RECOMMEND DDL

CALL recommend_ddl can help you optimize schema configurations to enhance query performance by early data pruning. The statement finds primary indexes (PIs) and parition key (PartK) recommendations for the specified table tailored to the given workload.

Syntax

CALL recommend_ddl(<table_name>, (<select_statement>))

Parameters

Parameter Description
<table_name> The name of the table for which primary indexes and partition keys should be recommended.
<select_statement> SELECT statement that returns the workload that the DDL recommendation is based on. The <select_statement> must return exactly one column of type TEXT.

Example

The example below demonstrates retrieving schema recommendation using the CALL recommend_ddl statement for a table named lineitem tailored to the workload in the query history of the past week.

CALL recommend_ddl(lineitem, (SELECT query_text FROM information_schema.engine_query_history WHERE start_time > NOW() - INTERVAL '1 week'))

The <select_statement> returns exactly one column of type TEXT containing the SQL statements that the CALL recommend_ddl command should analyze.

Returns:

recommended_partition_key recommended_primary_index average_pruning_improvement analyzed_queries
DATE_TRUNC(‘month’, l_orderdate) l_shipmode, l_returnflag, l_shipinstruct 0.42 393

The CALL recommend_ddl results indicate that the amount of bytes scanned can be decreased by up to 42% by configuring PRIMARY INDEX l_shipmode, l_returnflag, l_shipinstruct and PARTITION BY DATE_TRUNC('month', l_orderdate).
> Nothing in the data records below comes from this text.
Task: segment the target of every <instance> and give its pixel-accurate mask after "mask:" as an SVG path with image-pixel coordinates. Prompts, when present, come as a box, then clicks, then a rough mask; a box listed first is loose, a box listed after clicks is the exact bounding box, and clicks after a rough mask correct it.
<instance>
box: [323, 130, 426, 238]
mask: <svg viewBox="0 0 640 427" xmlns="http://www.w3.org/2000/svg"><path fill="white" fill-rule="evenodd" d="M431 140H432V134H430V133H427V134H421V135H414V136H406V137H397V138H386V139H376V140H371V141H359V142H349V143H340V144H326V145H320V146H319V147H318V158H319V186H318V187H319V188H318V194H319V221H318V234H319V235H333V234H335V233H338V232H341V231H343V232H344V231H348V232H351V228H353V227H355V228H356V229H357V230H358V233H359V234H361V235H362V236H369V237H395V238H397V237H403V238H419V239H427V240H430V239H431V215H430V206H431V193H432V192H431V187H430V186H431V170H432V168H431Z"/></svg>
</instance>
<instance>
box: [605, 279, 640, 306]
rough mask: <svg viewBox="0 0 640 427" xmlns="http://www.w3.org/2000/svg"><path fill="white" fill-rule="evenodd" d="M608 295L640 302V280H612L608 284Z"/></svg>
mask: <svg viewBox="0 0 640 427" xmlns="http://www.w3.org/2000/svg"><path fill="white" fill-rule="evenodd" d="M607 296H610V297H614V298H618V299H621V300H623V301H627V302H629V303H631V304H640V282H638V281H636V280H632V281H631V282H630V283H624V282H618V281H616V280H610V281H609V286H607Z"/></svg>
The statement analyzed 393 queries that scanned the lineitem table and applied filters to any of the lineitem columns.

Quick Setup

The following steps will guide you to achieve great query performance within the first few minutes after joining Firebolt. First, create a table without any primary index and parition key configurations.

CREATE TABLE <table_name>(
    ...
);

Next, load a workload that you want to run on this table from S3 into Firebolt utilizing COPY INTO.

COPY INTO workload_table FROM 's3://bucket/workload/' with ... 

Now you can use the CALL recommend_ddl command to find primary index and parition key configurations.

CALL recommend_ddl(<table_name>, (select * from workload_table));

Finally, recreate the table with the recommended primary index and parition key configurations and ingest the data into this table.

DROP TABLE <table_name>;
CREATE TABLE <table_name>(
    ...
)
PRIMARY INDEX ...
PARTITION BY ..;

Under The Hood

Primary index and partition key configurations are chosen to maximize pruning potential and thus reduce query runtime time. Columns with selective filters and low cardinality are suggested as primary index and partition key columns. Recommendations can be run on empty tables as well as on tables with production data. The more queries executed on a populated table, the better the recommendations become. If additionally the workload of a table changes over time, it can be beneficial to run the CALL recommend_ddl command periodically to check for better table configurations.